Abstract

Background

Respiratory syncytial virus (RSV) is a leading cause of acute lower respiratory tract infection (ALRTI) in young children, but data on surveillance case definition performance in estimating burdens have been limited.

Methods

We enrolled children aged <5 years hospitalized for ALRTI (or neonatal sepsis in young infants) through active prospective surveillance at 5 sentinel hospitals in South Africa and collected nasopharyngeal aspirates from them for RSV molecular diagnostic testing between 2009 and 2014. Clinical data were used to characterize RSV disease and retrospectively evaluate the performance of respiratory illness case definitions (including the World Health Organization definition for severe acute respiratory infection [SARI]) in identifying hospitalized children with laboratory-confirmed RSV according to age group (<3, 3–5, 6–11, 12–23, and 24–59 months).

Results

Of 9969 hospitalized children, 2723 (27%) tested positive for RSV. Signs and symptoms in RSV-positive children varied according to age; fever was less likely to occur in children aged <3 months (57%; odds ratio [OR], 0.8 [95% CI, 0.7–0.9]) but more likely in those aged ≥12 months (82%; OR, 1.7–1.9) than RSV-negative children.
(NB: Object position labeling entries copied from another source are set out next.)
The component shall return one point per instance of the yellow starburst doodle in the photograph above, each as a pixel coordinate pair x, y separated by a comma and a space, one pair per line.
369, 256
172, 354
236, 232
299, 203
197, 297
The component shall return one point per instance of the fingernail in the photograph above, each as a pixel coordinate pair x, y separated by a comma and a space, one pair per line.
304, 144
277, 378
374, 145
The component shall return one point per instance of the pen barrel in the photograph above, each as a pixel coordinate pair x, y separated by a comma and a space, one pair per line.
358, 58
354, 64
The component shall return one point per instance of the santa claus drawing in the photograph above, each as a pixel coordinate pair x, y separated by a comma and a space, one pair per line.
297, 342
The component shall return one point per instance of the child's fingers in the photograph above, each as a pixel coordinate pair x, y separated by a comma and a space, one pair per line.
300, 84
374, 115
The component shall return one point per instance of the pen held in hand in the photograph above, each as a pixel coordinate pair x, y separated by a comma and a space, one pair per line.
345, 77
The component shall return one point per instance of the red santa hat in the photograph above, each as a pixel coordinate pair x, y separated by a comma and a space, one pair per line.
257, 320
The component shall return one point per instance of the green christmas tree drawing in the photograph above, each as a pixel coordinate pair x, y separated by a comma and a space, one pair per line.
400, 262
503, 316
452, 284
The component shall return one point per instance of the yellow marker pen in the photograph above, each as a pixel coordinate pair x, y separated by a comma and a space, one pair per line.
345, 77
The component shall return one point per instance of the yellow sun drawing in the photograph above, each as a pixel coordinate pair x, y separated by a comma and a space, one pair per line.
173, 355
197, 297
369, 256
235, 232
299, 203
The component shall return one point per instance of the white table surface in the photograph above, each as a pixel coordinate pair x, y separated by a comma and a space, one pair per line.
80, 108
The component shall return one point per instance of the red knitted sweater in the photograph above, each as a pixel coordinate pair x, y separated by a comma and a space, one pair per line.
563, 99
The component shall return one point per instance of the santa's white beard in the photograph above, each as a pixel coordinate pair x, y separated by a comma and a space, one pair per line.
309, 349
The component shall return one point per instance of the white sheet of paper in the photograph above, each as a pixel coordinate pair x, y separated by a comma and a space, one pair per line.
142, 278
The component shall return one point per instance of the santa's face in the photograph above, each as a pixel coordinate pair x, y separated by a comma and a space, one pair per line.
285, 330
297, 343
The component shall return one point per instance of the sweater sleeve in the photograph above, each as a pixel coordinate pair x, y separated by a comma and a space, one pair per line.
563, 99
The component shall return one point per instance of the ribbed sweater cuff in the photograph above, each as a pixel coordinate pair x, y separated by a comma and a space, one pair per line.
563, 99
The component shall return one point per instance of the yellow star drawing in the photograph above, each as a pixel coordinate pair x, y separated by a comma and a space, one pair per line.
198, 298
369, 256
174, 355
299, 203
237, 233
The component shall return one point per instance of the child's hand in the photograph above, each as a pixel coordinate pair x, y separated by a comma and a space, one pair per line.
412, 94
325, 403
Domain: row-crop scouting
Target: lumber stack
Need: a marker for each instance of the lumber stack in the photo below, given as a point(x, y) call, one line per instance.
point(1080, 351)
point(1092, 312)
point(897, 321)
The sensitivity (range, 55%–81%) and specificity (range, 27%–54%) of the SARI case definition to identify hospitalized RSV-positive children varied according to age; the lowest sensitivity was for infants aged <6 months. Using SARI as the case definition would have missed 36% of RSV-positive children aged <5 years and 49% of those aged <3 months; removing the fever requirement from the definition recovered most missed cases.

Conclusion

Including fever in the SARI case definition lowers the sensitivity for RSV case detection among young children hospitalized with an ALRTI and likely underestimates its burden.